Venue: Centre Broca Nouvelle-Aquitaine
Simon Dujardin, PhD
Department of Neurology, Harvard Medical School,
Massachusetts General Hospital,
MassGeneral Institute for Neurodegenerative Disease
Invited by Erwan Bezard
Pathophysiological propagation of Tau: from cell-to-cell transfer to seeding of pathology; how do we move forward?
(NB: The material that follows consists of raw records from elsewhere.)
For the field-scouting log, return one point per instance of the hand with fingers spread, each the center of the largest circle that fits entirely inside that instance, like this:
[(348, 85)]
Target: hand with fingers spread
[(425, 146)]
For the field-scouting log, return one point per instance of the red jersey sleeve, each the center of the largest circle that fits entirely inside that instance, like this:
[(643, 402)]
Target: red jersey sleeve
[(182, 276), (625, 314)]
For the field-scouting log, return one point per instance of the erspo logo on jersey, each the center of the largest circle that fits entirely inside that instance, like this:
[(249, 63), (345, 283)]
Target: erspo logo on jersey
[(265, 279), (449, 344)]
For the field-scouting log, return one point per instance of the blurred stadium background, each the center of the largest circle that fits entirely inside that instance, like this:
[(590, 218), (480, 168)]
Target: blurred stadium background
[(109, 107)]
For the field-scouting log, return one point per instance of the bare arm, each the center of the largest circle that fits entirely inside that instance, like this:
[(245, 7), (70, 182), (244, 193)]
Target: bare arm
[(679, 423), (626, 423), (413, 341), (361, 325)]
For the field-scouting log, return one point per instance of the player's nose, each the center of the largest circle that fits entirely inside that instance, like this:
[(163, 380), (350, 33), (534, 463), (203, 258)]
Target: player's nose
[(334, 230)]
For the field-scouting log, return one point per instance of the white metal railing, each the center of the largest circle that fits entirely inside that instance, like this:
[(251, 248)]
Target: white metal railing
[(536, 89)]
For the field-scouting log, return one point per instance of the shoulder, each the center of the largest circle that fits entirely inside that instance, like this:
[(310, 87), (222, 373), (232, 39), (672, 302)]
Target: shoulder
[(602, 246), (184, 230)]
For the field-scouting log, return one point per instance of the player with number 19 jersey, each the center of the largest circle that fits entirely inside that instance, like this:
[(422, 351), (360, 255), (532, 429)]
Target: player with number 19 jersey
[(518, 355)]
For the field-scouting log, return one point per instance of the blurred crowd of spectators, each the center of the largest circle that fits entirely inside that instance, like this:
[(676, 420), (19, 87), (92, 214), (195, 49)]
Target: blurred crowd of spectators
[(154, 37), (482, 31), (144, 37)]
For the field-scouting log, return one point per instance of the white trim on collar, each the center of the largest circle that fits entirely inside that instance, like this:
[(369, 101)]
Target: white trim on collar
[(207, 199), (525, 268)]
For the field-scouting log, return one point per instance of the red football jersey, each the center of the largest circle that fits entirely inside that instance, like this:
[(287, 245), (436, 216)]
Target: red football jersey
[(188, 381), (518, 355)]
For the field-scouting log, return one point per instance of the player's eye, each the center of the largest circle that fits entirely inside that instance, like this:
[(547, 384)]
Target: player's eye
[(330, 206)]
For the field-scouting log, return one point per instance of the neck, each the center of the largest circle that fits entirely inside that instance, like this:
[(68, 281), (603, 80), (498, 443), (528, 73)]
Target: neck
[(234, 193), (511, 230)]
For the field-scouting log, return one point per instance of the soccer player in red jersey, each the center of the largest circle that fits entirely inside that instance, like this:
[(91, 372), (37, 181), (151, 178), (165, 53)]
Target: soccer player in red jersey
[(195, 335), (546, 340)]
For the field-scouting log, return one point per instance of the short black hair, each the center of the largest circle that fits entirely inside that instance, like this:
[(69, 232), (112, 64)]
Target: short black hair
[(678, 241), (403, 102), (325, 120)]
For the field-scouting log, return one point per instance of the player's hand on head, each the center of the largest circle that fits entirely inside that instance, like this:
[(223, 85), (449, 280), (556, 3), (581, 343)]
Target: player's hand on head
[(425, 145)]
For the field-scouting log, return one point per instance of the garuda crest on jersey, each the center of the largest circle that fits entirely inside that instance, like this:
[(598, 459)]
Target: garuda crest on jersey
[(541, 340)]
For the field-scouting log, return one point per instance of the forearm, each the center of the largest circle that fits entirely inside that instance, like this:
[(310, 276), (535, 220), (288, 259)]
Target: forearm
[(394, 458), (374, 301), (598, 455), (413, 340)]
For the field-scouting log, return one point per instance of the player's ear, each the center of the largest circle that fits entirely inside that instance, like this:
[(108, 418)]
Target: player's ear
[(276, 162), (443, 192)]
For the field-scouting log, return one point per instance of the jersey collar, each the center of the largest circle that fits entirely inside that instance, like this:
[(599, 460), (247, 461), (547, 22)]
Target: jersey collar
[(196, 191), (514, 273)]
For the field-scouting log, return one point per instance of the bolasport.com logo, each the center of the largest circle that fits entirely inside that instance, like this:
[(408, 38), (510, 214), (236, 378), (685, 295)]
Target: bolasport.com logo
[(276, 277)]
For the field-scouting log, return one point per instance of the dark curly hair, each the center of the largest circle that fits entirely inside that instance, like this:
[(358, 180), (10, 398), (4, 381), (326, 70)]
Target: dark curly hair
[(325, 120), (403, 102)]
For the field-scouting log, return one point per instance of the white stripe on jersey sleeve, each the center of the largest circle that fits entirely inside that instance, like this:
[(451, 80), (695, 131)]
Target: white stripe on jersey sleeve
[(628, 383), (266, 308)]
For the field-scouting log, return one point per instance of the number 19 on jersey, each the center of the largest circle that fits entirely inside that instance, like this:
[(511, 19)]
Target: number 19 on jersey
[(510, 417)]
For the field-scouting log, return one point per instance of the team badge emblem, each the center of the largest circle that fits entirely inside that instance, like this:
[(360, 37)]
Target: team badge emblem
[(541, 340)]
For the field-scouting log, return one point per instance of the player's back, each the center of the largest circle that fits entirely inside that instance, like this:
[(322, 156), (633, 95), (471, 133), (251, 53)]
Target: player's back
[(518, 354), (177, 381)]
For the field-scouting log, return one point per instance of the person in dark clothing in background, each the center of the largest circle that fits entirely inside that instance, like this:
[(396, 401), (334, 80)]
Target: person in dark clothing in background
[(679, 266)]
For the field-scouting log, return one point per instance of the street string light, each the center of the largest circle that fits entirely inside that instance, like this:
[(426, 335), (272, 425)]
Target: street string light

The hyperphosphorylation and deposition of tau proteins in insoluble aggregates inside neurons are a hallmark of around 20 pathologies called tauopathies including the well-known Alzheimer’s disease (AD). In AD and a number of other tauopathies, histopathological studies have shown that tau lesions appear progressively and hierarchically in the brain along anatomical connections. The mechanisms underlying such evolution had remained unexplained for many years, but recent evidence support the idea that the evolution across brain areas is the result of the active propagation of tau aggregation within the brain. We and others demonstrated in in vitro and in vivo models that tau assemblies are indeed transferred from cell-to-cell and, by being taken up by a second cell, are able to seed the aggregation of endogenous tau leading to the propagation of tau lesions in the brain. In this talk we will discuss what is known about the mechanisms of tau propagation and seeding and its implication in the human Alzheimer’s disease pathology. We will also talk about how 1-the biochemical properties of different tau species and 2- the genetic background influence tau propagation mechanisms as well as the current challenges and pitfalls in the field.